# sys-kernel/gentoo-sources

## Xywa

Hi,

From Yesterday we have such information here:

http://packages.gentoo.org/package/sys-kernel/gentoo-sources

 *Quote:*   

> Users are adviced to upgrade to the latest kernel. Dropped amd64, x86 and hppa
> 
> keywords on affected 3.7.10 kernels as 3.8.13 has stabilized for them; dropped
> 
> testing keywords as well, since 3.7.10-r1 contains no more keywords it is
> ...

 

...so I wont be able to use the kernel 3.7.10 (or any other 3.7) now. 

So what about those people, for whom driver rtsx_pci (card reader) doesn't work from kernlel 3.8 till 3.9.2?

See the bug:

https://bugzilla.kernel.org/show_bug.cgi?id=57061

Should we use the old 3.4.5? Or maybe we shouldn't use built-in card reader at all, as no one at the moment is interested in fixing the driver in the kernel?

----------

## aCOSwt

 *Xywa wrote:*   

> Should we use the old 3.4.5?

 

Do you mean 3.4.45 ?

Then yes, this is advisable.

BTW, 3.4.45 is actually less than a week old.

And if it is working for you, why would you look for anything else ?

----------

## Xywa

 *aCOSwt wrote:*   

>  *Xywa wrote:*   Should we use the old 3.4.5? 
> 
> Do you mean 3.4.45 ?
> 
> Then yes, this is advisable.
> ...

 

Yes, I mean 3.4.45. 

I mean 3.4 was relased in 21 May 2012 and 3.7 in 11 December 2012, so why should I leave the newer 3.7 (which was pretty fine for me for the last couple of months) into 3.4?
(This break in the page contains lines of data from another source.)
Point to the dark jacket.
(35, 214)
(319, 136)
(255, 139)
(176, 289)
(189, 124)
http://en.wikipedia.org/wiki/Linux_kernel

----------

## aCOSwt

 *Xywa wrote:*   

> why should I leave the newer 3.7

 

Absolutely nothing tells you that you should stop using 3.7 kernels. *Tom wrote:*   

> Users are adviced to

 

Just you are informed that there are a couple of security issues in 3.7 kernels and, if you feel concerned with these issues, you might consider the opportunity to move to other available kernels known for not being impacted by these security issues.
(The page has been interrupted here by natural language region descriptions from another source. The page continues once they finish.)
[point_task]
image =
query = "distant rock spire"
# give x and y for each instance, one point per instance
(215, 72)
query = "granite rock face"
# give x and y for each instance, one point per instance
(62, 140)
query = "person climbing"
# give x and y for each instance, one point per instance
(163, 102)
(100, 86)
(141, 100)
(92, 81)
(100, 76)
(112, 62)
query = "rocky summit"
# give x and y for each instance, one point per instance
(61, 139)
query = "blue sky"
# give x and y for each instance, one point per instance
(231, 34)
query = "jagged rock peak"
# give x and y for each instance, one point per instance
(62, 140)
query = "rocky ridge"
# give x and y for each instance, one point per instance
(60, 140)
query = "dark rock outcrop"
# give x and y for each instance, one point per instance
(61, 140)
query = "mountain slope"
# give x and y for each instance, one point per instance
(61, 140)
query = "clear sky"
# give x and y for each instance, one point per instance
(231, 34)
BTW, I still get 2.6.38 systems running. (networkless) and I did not understand its disappearance from the portage tree as a sign that I should upgrade.

----------

## shanew

Note that the security issue is not limited to the 3.7 kernels, but runs up to 3.8.8, and more importantly all the way back as far as 2.6.37.  

If you're not running a multi-user system or you absolutely positively trust the other users (and trust that no one can guess their passwords or otherwise access the system via their account), then you might be fine staying with an older kernel.  But, if you're running a multi-user system, I would guess that preventing a local root exploit would be more important than a card reader.

----------

## aCOSwt

 *shanew wrote:*   

> more importantly all the way back as far as 2.6.37.

 

All the way back, all the way back...

apart from 3.4 >=3.4.42 / 3.2 >=3.2.45 / 3.0 > 3.0.75 that is also to say that you are in fact safe with "all the way back" in the gentoo-sources tree.

----------

## Hu

 *aCOSwt wrote:*   

>  *shanew wrote:*   more importantly all the way back as far as 2.6.37. 
> 
> All the way back, all the way back...
> 
> apart from 3.4 >=3.4.42 / 3.2 >=3.2.45 / 3.0 > 3.0.75 that is also to say that you are in fact safe with "all the way back" in the gentoo-sources tree.

 Your post is a bit confusing, but I think you are trying to point out that there exist recent stable releases of old kernels and that such recent stable release have the fix.  This is true, but it does not invalidate the quoted portion.  The point shanew was trying to convey is that the bug is present in every major kernel release from 2.6.37 onward, so picking older kernels only makes sense if you pick a stable release of that kernel with the fix.  Given the simplicity of the fix, anyone willing to use patch can backport the fix into a kernel of their choosing.  The OP might consider doing this if he is determined to continue to use 3.7.10.  However, I should point out that given how long 3.7 has been EOL, some fixes in 3.8 may be security fixes that ought to be in 3.7, which the OP would be missing by a selective backport.  I am not aware of any fixes marked as such, but then the fix that triggered this thread was not all that well marked either.

----------

## aCOSwt

 *Hu wrote:*   

> it does not invalidate the quoted portion.

 

It does.

The title of this thread is "sys-kernel/gentoo-sources".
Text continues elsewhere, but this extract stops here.